Exercise and Restless Legs Syndrome: A Randomized Controlled Trial

Melissa McManama Aukerman, MS; Douglas Aukerman, MD; Max Bayard, MD; Fred Tudiver, MD; Lydia Thorp, MD; Beth Bailey, PhD


J Am Board Fam Med. 2006;19(5):487-493. 

In This Article


This is the first randomized controlled trial that we are aware of to examine the effectiveness of exercise in managing RLS symptoms. To date, nearly all treatment strategies for RLS have relied on pharmaceutical intervention. In this study, participation in aerobic and resistance exercise significantly reduced RLS symptom severity.
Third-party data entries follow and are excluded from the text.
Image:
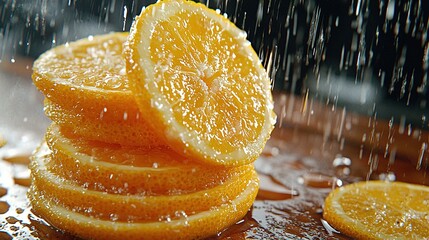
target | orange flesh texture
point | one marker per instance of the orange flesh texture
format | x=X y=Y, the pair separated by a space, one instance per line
x=88 y=77
x=202 y=97
x=196 y=226
x=131 y=207
x=123 y=170
x=204 y=84
x=380 y=211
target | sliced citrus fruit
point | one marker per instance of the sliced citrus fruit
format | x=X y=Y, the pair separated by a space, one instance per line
x=87 y=80
x=131 y=207
x=119 y=169
x=196 y=226
x=379 y=210
x=200 y=82
x=123 y=131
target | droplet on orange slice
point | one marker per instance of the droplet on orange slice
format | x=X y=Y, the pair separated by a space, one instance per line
x=127 y=131
x=379 y=210
x=88 y=91
x=128 y=170
x=200 y=83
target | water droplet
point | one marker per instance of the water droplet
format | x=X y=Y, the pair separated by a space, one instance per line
x=271 y=189
x=4 y=207
x=318 y=180
x=328 y=227
x=341 y=161
x=3 y=191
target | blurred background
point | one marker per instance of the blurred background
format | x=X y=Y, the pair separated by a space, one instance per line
x=370 y=56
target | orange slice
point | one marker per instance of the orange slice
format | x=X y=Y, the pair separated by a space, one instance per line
x=95 y=127
x=379 y=210
x=197 y=226
x=131 y=207
x=87 y=79
x=200 y=82
x=117 y=169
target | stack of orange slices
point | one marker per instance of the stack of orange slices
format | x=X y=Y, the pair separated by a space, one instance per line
x=155 y=132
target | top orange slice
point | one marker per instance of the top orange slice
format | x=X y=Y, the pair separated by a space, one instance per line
x=379 y=210
x=198 y=80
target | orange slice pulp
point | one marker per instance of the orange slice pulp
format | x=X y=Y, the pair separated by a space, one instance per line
x=199 y=80
x=379 y=210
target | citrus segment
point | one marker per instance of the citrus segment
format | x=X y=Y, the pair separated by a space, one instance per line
x=131 y=207
x=124 y=131
x=86 y=81
x=195 y=74
x=119 y=169
x=379 y=210
x=197 y=226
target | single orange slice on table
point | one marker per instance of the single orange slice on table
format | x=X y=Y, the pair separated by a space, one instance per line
x=379 y=210
x=200 y=83
x=144 y=207
x=125 y=170
x=197 y=226
x=86 y=81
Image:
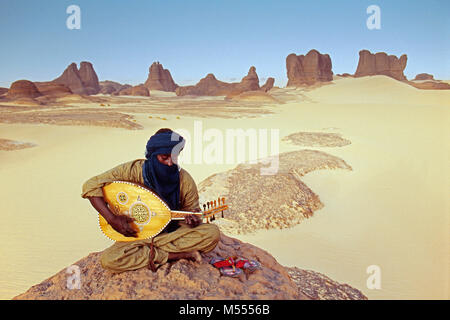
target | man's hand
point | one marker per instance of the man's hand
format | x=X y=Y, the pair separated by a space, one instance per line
x=123 y=225
x=192 y=220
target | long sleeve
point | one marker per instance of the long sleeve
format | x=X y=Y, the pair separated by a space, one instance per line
x=188 y=192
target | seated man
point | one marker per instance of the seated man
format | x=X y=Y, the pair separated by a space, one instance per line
x=161 y=173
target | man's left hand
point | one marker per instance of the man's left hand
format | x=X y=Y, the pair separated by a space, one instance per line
x=192 y=220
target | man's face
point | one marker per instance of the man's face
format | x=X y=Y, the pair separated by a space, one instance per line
x=165 y=159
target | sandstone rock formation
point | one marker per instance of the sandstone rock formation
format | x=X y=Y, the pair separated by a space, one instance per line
x=381 y=64
x=210 y=86
x=253 y=191
x=82 y=81
x=255 y=95
x=250 y=82
x=424 y=76
x=23 y=89
x=110 y=87
x=268 y=85
x=139 y=90
x=52 y=89
x=159 y=78
x=192 y=280
x=316 y=139
x=308 y=70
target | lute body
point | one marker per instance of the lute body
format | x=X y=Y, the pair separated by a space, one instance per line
x=150 y=213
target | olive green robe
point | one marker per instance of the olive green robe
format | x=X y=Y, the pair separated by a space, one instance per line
x=124 y=256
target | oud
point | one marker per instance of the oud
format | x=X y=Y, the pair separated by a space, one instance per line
x=149 y=212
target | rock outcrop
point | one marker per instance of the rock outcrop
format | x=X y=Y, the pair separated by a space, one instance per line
x=210 y=86
x=192 y=280
x=270 y=209
x=110 y=87
x=82 y=81
x=424 y=76
x=123 y=88
x=381 y=64
x=23 y=89
x=159 y=78
x=309 y=69
x=268 y=85
x=139 y=90
x=52 y=89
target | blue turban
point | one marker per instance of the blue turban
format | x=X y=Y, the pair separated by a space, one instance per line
x=161 y=178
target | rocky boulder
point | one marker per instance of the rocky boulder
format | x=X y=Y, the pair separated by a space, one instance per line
x=250 y=82
x=187 y=280
x=268 y=85
x=23 y=89
x=109 y=87
x=52 y=89
x=159 y=78
x=210 y=86
x=381 y=64
x=139 y=90
x=308 y=70
x=430 y=85
x=82 y=81
x=123 y=89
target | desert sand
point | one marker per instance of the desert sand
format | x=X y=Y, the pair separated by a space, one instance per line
x=391 y=209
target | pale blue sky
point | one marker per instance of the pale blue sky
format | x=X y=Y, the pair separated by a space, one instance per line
x=193 y=38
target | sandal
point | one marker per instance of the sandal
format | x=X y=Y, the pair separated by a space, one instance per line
x=219 y=262
x=250 y=265
x=230 y=271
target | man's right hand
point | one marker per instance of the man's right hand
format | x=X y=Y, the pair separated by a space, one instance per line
x=123 y=225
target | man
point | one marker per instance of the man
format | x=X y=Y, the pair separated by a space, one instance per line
x=161 y=173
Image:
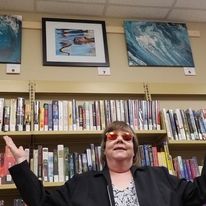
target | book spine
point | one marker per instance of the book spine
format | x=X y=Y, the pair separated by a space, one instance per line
x=55 y=115
x=60 y=153
x=20 y=114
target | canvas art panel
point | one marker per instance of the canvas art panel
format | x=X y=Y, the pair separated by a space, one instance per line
x=158 y=44
x=74 y=42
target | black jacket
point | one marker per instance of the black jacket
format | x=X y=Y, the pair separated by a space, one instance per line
x=154 y=186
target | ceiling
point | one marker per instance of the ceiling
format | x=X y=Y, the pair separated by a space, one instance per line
x=165 y=10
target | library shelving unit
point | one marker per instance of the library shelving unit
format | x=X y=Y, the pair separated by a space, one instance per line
x=182 y=96
x=79 y=140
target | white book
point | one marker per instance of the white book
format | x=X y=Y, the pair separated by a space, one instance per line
x=45 y=156
x=1 y=113
x=12 y=115
x=122 y=110
x=86 y=106
x=70 y=116
x=61 y=115
x=167 y=124
x=113 y=110
x=36 y=115
x=65 y=115
x=74 y=114
x=98 y=120
x=135 y=114
x=27 y=151
x=51 y=166
x=35 y=161
x=102 y=114
x=181 y=126
x=60 y=154
x=89 y=158
x=118 y=109
x=91 y=116
x=20 y=113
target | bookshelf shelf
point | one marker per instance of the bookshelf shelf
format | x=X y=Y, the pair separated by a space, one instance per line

The improvement in RLS symptoms occurred as early as 6 weeks, similar to the time course of common pharmaceutical treatments,[12,22] and the reduction in RLS symptoms was maintained throughout the 3 month intervention period. Additionally, the improvement in RLS symptoms appeared to show a ceiling effect at 6 weeks, with no further significant improvement occurring. Again, this may be similar to pharmacological treatment, as in trials of pharmaceuticals for RLS, the response to treatment appears to be greatest at 6 to 12 weeks, with further treatment not providing additional reduction in symptoms.[22,23]
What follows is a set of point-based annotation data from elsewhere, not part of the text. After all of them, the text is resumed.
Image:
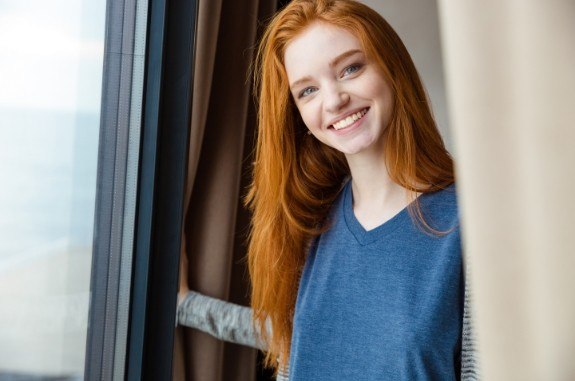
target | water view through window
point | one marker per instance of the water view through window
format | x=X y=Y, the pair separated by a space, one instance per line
x=51 y=57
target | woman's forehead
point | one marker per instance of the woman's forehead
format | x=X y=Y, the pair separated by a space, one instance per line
x=319 y=45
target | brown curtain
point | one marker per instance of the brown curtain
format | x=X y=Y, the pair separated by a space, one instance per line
x=220 y=144
x=511 y=85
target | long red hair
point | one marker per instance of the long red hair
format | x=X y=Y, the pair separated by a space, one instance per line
x=296 y=178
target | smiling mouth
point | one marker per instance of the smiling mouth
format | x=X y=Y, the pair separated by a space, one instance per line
x=346 y=122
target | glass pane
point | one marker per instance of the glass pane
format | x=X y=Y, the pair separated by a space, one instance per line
x=51 y=55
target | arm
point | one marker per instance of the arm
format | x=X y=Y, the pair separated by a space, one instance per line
x=223 y=320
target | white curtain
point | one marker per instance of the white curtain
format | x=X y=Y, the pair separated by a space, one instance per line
x=510 y=69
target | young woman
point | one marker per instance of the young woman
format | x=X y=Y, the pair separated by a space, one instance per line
x=355 y=254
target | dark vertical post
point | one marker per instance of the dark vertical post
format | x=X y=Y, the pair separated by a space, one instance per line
x=163 y=168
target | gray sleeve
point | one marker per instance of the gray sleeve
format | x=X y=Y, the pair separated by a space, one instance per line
x=223 y=320
x=469 y=357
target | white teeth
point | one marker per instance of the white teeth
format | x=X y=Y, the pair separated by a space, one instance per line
x=349 y=120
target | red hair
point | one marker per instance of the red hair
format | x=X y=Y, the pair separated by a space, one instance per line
x=296 y=178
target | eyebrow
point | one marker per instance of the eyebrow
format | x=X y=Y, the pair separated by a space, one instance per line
x=332 y=64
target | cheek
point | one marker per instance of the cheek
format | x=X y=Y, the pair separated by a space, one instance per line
x=309 y=118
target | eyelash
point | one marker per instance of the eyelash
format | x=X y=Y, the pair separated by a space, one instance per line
x=355 y=66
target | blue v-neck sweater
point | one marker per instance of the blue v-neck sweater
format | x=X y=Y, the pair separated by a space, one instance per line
x=383 y=304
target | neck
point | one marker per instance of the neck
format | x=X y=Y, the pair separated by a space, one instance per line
x=376 y=197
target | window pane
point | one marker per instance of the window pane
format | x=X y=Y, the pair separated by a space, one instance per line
x=51 y=56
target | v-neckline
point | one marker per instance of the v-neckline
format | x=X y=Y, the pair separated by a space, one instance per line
x=363 y=236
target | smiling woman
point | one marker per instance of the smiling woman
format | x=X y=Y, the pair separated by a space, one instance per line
x=354 y=254
x=338 y=91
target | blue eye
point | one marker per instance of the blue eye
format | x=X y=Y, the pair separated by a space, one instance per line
x=305 y=92
x=351 y=69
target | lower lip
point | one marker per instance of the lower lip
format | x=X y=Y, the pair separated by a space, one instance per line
x=349 y=129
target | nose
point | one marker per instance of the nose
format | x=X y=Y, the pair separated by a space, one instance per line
x=335 y=98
Future studies are needed to further address the effects of exercise on the symptoms of RLS. The current study results are promising, but larger studies are necessary before exercise is routinely prescribed for RLS. Medications have documented benefit for RLS in large studies and remain the primary therapy for moderate to severe RLS. No attempts were made in this study to differentiate between the effects of aerobic and resistance training in the benefit observed. Future studies should evaluate the effectiveness of different types of exercise. This study did not attempt to correlate the improvement in RLS symptoms with the quantity of time exercising. Furthermore, we did not control for medication usage, although there were no changes in medications throughout the trial. Notwithstanding these limitations, the results are promising, particularly considering the numerous other advantages known to be associated with aerobic and resistance exercises, particularly cardiovascular, metabolic, and musculoskeletal.

Weaknesses of this study include small sample size, high attrition, and obvious inability to blind participants to their assignment group. Strengths of the study include randomization of participants, concealment of allocation, analysis by intention to treat, and patient-oriented primary outcome.